L'istituto IALS icona per i lavoratori dello spettacolo, è stato sgomberato: si cerca una nuova sede con il supporto un importante sponsor

Nella foto l'ingresso dello IALS - fonte social free

Lo IALS, l’istituto romano di danza per antonomasia, e icona per i lavoratori dello spettacolo, alla fine è stato sgomberato. Questa mattina alla porta del celebre punto di riferimento dei ballerini di Roma si è presentato puntuale l’ufficiale giudiziario, ma a quanto pare, dietro l’angolo, si sta già lavorando ad un accordo per una nuova sede, con il supporto di nuovi partner e di un importante sponsor.

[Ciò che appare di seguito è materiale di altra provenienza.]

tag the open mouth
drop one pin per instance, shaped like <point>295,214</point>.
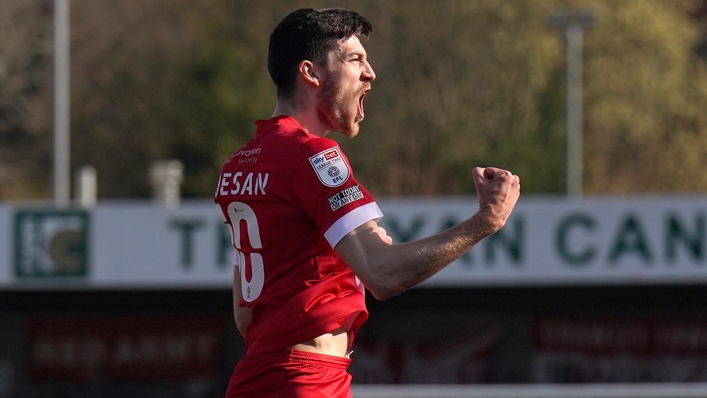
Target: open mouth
<point>360,103</point>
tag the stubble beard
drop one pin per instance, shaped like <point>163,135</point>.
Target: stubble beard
<point>335,111</point>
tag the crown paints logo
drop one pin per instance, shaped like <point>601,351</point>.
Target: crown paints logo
<point>51,243</point>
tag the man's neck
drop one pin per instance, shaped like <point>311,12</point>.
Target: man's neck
<point>305,115</point>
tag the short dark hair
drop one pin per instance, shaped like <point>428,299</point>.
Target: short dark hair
<point>309,34</point>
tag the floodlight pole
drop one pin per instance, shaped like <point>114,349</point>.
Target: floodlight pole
<point>62,98</point>
<point>573,23</point>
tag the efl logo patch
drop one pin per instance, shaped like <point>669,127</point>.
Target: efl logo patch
<point>331,168</point>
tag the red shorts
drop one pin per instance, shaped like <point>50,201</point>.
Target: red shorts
<point>291,374</point>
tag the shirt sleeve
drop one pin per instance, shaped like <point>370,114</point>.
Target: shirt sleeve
<point>333,198</point>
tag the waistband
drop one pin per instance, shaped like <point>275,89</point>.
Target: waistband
<point>309,358</point>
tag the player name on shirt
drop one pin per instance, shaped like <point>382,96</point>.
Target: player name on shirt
<point>240,184</point>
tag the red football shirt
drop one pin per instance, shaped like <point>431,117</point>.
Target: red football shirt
<point>288,198</point>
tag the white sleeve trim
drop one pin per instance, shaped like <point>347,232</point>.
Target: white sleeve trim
<point>350,221</point>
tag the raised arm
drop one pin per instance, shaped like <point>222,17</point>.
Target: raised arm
<point>389,269</point>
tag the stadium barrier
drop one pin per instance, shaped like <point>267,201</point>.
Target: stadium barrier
<point>654,390</point>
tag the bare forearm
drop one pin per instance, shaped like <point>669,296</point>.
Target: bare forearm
<point>406,265</point>
<point>388,269</point>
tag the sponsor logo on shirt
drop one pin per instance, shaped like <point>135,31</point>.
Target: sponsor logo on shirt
<point>330,166</point>
<point>345,197</point>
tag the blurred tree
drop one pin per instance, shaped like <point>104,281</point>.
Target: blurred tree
<point>646,95</point>
<point>25,98</point>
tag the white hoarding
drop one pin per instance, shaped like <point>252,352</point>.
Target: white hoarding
<point>547,241</point>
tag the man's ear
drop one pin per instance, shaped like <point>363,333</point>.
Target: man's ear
<point>309,73</point>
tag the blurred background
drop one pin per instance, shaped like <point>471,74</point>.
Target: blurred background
<point>161,92</point>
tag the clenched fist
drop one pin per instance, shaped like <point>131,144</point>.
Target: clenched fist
<point>498,191</point>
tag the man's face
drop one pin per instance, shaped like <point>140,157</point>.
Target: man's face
<point>346,81</point>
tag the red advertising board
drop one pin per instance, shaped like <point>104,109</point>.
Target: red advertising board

L’istituto IALS icona per i lavoratori dello spettacolo, è stato sgomberato: si cerca una nuova sede con il supporto un importante sponsor

Questa mattina, alle 11:00, un pezzo di storia della cultura romana ha cessato di esistere nella sua forma attuale. Lo IALS (Istituto addestramento lavoratori dello spettacolo), storica scuola di danza fondata nel 1962 da Mimmo Del Prete, è stato formalmente sfrattato dalla sua sede in via Cesare Fracassini 60, nel quartiere Flaminio.

All’arrivo dell’ufficiale giudiziario, la serratura è stata cambiata alla presenza dei legali della scuola e della proprietà, concludendo così nel peggiore dei modi, un lungo capitolo per la scuola, punto di riferimento per generazioni di ballerini professionisti e amatoriali, che ha ospitato anche importanti confronti tra i lavoratori dello spettacolo. Lo sgombero è l’epilogo di una complessa vertenza, iniziata con la gestione delle precedenti amministrazioni e aggravatasi durante la pandemia di COVID-19.

La battaglia legale e i numeri che parlano

Lo sfratto, nonostante i tentativi di trattativa in extremis, è l’atto finale di un contenzioso che riguarda una morosità di circa 110mila euro. L’accordo per un pagamento immediato di 60mila euro, proposto dalla nuova gestione della SSD IALS a fronte di un nuovo contratto di affitto, non è stato accettato dalla proprietà.

E la direttrice artistica, Cristina Ramella, intervistata dal CorSera, ha espresso un misto di sconforto e incomprensione di fronte a questa chiusura. Spiega che i numeri dell’istituto sono inequivocabili: dal 2021 al 2024 il fatturato è passato da 169.000 a 724.000 euro, con un utile di 91.000 euro nell’ultimo bilancio. La nuova gestione aveva già saldato parte del debito iniziale e pagato regolarmente l’affitto mensile fino a quando la proprietà non ha deciso di rescindere il contratto.

La speranza in una partnership commerciale

Eppure, in questa situazione drammatica, c’è un barlume di speranza. La direttrice Ramella rivela un importante sviluppo: proprio in questi giorni, un’importante azienda si è fatta avanti per sponsorizzare lo IALS attraverso una partnership commerciale.

Questo accordo non solo offrirebbe un sostegno economico immediato, ma aprirebbe anche alla possibilità dell’ingresso nel capitale di tre nuovi soggetti: una società legata a Claudio Lotito, un’azienda di comunicazioni romana e una fondazione americana. L’annuncio della chiusura, diffuso sui social già ad agosto, aveva spezzato il cuore di centinaia di appassionati e professionisti, tra cui Rossella Brescia, che ha definito lo IALS “un punto di riferimento fondamentale”.

La sfida per il futuro

Il futuro dello IALS è ora appeso a un filo. Se non verrà trovata una soluzione in tempi brevi, la stagione rischia di saltare del tutto.  L’Istituto ha opzionato una nuova sede, ma l’allestimento richiederebbe tempo. La partnership commerciale sembra essere l’unica strada percorribile per garantire un futuro alla scuola, permettendole di continuare la sua missione di formare nuovi talenti e di mantenere viva la sua eredità nel mondo della danza e dello spettacolo. La comunità di artisti, ballerini e insegnanti spera che l’ultimo passo dello IALS non sia quello dell’addio, ma il primo verso un nuovo inizio.